L’univers inventé par Damasio est par ailleurs tout à fait cohérent : en même temps j’imagine que c’est le défi que se lance tout écrivain de SF/fantasy ! Rapidement, on a le sentiment d’avoir toujours connu ce monde, d’en connaître les codes et les règles. Par exemple, le vocabulaire employé pour décrire les différentes formes du vent et les mouvements de la horde est extrêmement précis, riche et parfois imaginé par Damasio.
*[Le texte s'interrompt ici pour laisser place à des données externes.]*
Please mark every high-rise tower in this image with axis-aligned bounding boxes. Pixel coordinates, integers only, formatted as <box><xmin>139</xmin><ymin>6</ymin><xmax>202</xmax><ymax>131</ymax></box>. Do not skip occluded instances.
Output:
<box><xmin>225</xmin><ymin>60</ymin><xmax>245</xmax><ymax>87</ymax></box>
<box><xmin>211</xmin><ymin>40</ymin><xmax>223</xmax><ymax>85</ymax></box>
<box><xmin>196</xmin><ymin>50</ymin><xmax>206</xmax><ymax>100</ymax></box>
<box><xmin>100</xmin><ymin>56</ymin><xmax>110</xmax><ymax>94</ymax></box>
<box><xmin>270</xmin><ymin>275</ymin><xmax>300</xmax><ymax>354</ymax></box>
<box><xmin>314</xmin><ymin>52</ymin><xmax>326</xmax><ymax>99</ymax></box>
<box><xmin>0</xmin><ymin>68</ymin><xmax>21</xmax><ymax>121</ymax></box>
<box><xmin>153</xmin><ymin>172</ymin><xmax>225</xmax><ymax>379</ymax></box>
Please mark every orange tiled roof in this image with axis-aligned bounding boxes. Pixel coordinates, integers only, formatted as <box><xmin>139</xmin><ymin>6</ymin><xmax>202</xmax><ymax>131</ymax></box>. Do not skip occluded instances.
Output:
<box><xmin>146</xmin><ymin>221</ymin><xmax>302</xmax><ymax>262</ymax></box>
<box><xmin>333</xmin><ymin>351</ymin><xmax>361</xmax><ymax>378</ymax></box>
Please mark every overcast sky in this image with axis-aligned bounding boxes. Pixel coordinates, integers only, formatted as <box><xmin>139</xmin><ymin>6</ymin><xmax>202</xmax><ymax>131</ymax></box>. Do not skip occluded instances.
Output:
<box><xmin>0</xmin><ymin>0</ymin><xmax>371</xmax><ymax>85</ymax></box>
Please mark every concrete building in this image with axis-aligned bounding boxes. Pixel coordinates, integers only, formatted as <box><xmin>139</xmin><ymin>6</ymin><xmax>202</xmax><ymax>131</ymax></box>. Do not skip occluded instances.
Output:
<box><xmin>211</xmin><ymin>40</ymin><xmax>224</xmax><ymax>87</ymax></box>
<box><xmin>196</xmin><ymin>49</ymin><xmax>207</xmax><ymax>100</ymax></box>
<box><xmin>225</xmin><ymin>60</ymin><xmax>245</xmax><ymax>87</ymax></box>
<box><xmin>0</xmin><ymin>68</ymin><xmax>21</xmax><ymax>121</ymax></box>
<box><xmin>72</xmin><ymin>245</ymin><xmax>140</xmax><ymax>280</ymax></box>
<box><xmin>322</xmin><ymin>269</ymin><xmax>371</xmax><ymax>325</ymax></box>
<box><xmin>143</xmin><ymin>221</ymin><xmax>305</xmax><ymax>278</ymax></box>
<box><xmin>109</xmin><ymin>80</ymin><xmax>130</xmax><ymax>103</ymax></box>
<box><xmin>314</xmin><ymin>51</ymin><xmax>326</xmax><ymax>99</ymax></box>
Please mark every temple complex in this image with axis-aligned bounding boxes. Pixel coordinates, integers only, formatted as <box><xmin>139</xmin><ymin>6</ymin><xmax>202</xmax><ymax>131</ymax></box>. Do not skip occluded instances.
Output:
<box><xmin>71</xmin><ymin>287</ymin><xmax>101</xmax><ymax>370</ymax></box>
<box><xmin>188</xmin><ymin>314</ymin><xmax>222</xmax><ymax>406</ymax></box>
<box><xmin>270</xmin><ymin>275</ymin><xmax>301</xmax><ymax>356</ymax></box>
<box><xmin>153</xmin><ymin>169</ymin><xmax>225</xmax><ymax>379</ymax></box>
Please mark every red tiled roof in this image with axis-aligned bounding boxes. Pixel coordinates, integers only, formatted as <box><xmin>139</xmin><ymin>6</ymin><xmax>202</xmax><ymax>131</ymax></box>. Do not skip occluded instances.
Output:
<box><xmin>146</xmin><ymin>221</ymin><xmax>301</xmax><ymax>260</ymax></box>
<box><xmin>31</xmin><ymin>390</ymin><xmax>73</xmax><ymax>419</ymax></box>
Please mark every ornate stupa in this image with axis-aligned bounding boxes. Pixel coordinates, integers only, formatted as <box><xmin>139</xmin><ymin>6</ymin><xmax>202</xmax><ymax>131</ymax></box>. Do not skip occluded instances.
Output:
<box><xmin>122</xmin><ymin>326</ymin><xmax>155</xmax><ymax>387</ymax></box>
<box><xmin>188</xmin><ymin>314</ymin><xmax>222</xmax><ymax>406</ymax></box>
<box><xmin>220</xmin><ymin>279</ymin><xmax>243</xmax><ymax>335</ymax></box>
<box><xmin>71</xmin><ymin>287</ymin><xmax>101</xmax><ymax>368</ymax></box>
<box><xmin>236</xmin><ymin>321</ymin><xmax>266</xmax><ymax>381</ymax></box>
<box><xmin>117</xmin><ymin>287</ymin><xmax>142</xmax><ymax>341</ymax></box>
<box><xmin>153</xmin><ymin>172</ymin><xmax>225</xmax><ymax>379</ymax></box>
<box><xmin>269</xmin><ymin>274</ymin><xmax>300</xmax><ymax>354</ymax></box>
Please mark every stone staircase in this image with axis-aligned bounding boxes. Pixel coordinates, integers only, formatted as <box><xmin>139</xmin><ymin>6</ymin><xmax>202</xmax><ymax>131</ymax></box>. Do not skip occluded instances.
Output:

Un autre aspect intéressant est l’essence de la quête : elle peut paraître à la fois vaine, abstraite mais aussi essentielle, vitale : découvrir l’origine du monde, ce qu’il y a après, connaître le vaste monde, savoir ce que l’on est, ce qui nous meut, pourquoi on continue à marcher malgré les difficultés. (Cela s’appelle la philosophie !)
Il y a certainement bien d’autres pistes de lecture possibles, notamment pour les amateurs de fantasy mais, je le redis, pour moi, La Horde du Contrevent a avant tout été un grand moment d’aventures qui m’a captivée et bouleversée par moment.
L'avis très complet de Laurine, une lectrice de SF sur le blog Fractale Framboise et la critique de Sandrine sur un vrai "blog-ressource" SF, Mes imaginaires.
Alain Damasio, La Horde du Contrevent, Editions La Volte, 2004. 521 p. + 1 CD. 28€. Paru en poche chez Folio SF en 2007 : 9,40 €.